Что же касается поэта, то он явился на эту встречу не с пустыми руками. Он шел к Троцкому как к всесильному члену правительства с конкретной просьбой.
В памяти всплывала их первая встреча еще до есенинского заграничного путешествия, когда по вызову наркомвоенмора Есенин явился в Кремль с первым номером «Гостиницы для путешествующих в прекрасном» в руках, а Троцкий вынул из ящика стола тот же номер того же журнала, открыл и прочел вслух мариенгофские стихи:
Не поминай нас лихом, революция. Тебя встречали мы, какой умели, песней.– Передайте вашему другу, что он рано прощается с революцией, – сказал тогда Троцкий. – Революция – это движение. А движение – это жизнь.
Теперь разговор был иной.

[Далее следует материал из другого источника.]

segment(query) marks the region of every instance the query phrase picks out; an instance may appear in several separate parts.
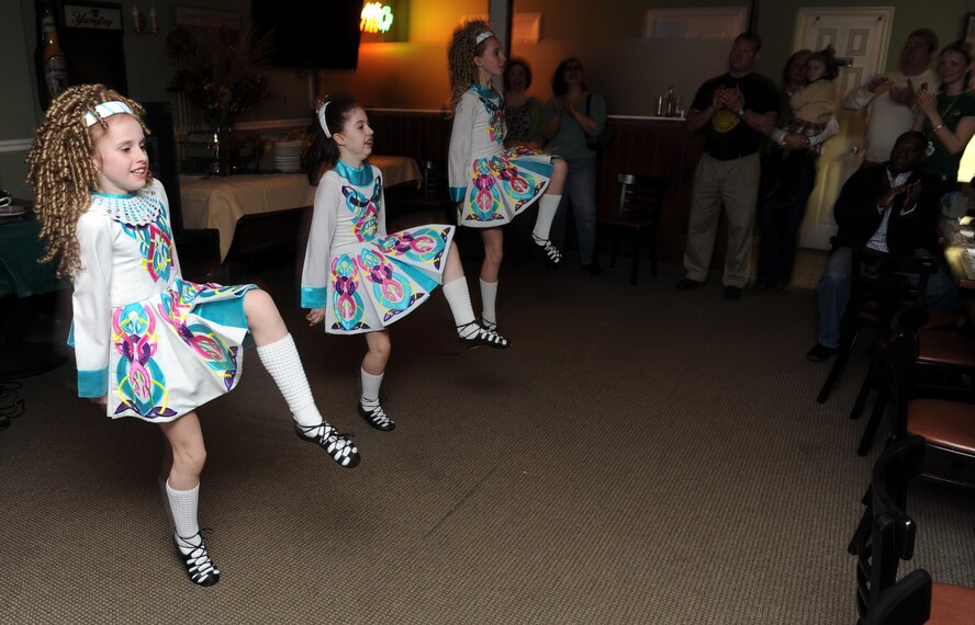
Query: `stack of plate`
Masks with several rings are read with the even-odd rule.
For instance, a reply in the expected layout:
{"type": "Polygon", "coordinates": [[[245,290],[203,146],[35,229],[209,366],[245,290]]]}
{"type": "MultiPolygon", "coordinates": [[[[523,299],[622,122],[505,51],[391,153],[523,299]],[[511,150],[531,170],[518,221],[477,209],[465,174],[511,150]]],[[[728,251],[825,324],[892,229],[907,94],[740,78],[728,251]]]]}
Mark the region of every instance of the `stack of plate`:
{"type": "Polygon", "coordinates": [[[274,169],[285,173],[301,171],[301,150],[304,141],[278,141],[274,144],[274,169]]]}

Поборник «вечного движения» внимательно выслушал просьбу Есенина, который пришел с целью осуществить свою мечту, высказанную им еще два года назад в письме к Иванову-Разумнику, – собраться «потесней в семью едину», восстановить творческое содружество всех «новокрестьян», куда входили бы он сам, Клюев, Клычков, Ширяевец…
Беседа была очень теплой. Троцкий пообещал большие средства на издание журнала «Россияне» с ядром из крестьянских поэтов. Есенин в письме от 20 августа к Айседоре Дункан, уехавшей на гастроли в Кисловодск и звавшей его к себе, писал: «Я очень занят книжными делами, приехать не могу… Дела мои блестящи. Очень многого не ожидал. Был у Троцкого. Он отнесся ко мне изумительно. Благодаря его помощи мне дают сейчас большие средства на издательство». Однако «изумительное отношение» наркомвоенмора не помешало Есенину в конечном счете отклонить это лестное предложение.
В мемуарах Матвея Ройзмана указывается, что Есенин отказался от издания журнала прямо в кабинете Троцкого. С хронологической последовательностью событий у названного мемуариста далеко не всегда все в порядке, и доверять его сообщению можно с трудом. Между тем именно благодаря Ройзману нам известно содержание разговора поэта с высокопоставленным членом правительства. Поэтому предоставим слово ему. Упомянем лишь, что сопровождал Есенина на эту встречу все тот же, хорошо известный нам, Яков Блюмкин, к тому времени уже исполнявший обязанности одного из секретарей наркома.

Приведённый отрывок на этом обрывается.